Functional trait scaling relationships across 13 temperate mosses growing in wintertime

Mosses growing in wintertime exert important ecosystem function, but we know little about their fundamental functional trait levels and scaling relationships across species. Thus the present study chose 13 common mosses growing under a temperate deciduous forest in wintertime to measure their light-saturated assimilation rate (A_mass), dark respiration rate (Rd_mass), major element concentrations and stoichiometric ratios (C_mass, N_mass, P_mass, C:P, C:P and N:P) and the shoot mass per area (SMA). Their bivariate log–log scaling relationships were determined by standardized major axes approach.
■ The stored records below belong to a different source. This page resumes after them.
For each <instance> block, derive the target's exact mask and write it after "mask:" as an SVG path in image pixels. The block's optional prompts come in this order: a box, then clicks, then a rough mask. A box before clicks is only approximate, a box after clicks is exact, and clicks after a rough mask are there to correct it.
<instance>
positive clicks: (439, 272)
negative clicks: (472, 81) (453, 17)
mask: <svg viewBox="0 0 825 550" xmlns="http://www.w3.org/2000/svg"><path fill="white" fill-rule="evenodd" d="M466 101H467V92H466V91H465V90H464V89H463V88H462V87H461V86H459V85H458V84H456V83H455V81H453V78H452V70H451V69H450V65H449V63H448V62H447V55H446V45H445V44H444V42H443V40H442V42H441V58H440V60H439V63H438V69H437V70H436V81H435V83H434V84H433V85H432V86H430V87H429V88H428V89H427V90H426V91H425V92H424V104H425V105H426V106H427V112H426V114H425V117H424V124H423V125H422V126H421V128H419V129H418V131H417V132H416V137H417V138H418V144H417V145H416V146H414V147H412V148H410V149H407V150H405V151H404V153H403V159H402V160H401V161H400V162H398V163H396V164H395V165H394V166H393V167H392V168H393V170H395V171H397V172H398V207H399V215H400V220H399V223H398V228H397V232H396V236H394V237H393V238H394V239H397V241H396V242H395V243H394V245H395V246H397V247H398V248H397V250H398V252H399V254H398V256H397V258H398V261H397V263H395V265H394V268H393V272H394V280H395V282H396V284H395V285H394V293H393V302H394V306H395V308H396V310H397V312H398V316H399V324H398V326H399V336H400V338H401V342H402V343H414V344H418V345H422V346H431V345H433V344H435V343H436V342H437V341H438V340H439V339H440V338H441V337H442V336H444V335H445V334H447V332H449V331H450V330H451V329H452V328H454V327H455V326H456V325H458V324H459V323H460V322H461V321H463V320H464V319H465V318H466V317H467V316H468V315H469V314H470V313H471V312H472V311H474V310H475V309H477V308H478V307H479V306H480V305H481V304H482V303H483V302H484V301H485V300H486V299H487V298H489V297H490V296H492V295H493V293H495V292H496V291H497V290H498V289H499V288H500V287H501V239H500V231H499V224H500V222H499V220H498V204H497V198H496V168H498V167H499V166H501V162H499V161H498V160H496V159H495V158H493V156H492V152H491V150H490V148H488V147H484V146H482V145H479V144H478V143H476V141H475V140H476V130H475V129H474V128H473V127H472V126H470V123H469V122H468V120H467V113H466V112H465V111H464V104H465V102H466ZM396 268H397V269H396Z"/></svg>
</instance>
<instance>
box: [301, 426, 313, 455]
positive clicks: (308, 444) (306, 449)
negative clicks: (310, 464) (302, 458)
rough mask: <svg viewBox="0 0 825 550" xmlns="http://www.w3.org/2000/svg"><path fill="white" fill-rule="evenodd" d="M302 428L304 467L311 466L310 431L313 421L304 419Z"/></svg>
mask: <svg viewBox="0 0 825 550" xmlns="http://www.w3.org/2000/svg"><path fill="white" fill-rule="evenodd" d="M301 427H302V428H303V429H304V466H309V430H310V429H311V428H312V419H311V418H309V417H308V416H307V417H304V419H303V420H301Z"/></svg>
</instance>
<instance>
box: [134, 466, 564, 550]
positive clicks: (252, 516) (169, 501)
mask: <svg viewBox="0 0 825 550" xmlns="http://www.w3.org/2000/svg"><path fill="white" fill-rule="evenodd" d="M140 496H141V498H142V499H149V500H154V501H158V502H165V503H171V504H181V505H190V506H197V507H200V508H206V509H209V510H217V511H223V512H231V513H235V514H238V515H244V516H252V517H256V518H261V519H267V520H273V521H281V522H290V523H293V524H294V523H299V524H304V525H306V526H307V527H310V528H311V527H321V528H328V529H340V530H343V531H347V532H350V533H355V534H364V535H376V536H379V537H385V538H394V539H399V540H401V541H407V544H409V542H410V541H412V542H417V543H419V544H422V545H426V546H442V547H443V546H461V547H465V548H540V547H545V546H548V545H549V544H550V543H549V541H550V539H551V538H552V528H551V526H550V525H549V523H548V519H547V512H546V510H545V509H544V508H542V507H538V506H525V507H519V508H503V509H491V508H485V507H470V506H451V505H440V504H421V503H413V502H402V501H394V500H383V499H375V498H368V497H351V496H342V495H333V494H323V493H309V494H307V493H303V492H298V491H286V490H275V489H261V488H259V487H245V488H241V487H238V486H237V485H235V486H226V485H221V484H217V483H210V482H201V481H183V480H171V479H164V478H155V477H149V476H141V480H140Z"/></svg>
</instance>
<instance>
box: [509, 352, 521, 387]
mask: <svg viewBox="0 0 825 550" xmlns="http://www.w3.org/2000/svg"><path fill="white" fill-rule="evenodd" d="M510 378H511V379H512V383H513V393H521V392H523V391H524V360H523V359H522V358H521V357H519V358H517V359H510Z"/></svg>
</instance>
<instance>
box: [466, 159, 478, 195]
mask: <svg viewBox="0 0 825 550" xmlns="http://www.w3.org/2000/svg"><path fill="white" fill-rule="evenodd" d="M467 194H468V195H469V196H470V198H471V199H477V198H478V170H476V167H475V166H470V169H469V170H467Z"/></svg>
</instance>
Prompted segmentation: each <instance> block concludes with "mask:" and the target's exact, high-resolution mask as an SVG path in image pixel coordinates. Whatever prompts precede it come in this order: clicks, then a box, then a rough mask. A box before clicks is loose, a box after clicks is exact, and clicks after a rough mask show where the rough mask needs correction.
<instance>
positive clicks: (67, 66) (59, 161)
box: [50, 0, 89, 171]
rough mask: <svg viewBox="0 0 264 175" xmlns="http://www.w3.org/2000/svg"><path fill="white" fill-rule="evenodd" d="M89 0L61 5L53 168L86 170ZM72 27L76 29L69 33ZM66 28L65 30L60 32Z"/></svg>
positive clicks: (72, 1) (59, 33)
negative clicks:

We confirmed that except C_mass, the nutrient concentrations and metabolic rates of our mosses were higher than that of mosses growing at warmer sites but the SMA was lower than for Sphagnum species. Furthermore, the functional trait levels were totally lower than those of vascular plant leaves except P_mass. Besides, we found the N_mass and P_mass were significantly positively related to A_mass and Rd_mass but negatively associated with SMA. The C:P and N:P were also closely linked with A_mass, Rd_mass and SMA. The SMA was significantly related to Rd_mass but not to A_mass. Functional trait relationships across the current species deviated from previous studies of mosses but were generally analogous to those of vascular plant leaves only with different scaling. The findings suggest that mosses allocated a greater proportion of nutrients to metabolic components rather than to the non-photosynthetic tissues. In addition, phosphorus was associated more closely with other functional traits than was nitrogen and might play a greater role to withstand the cold temperatures in wintertime for mosses.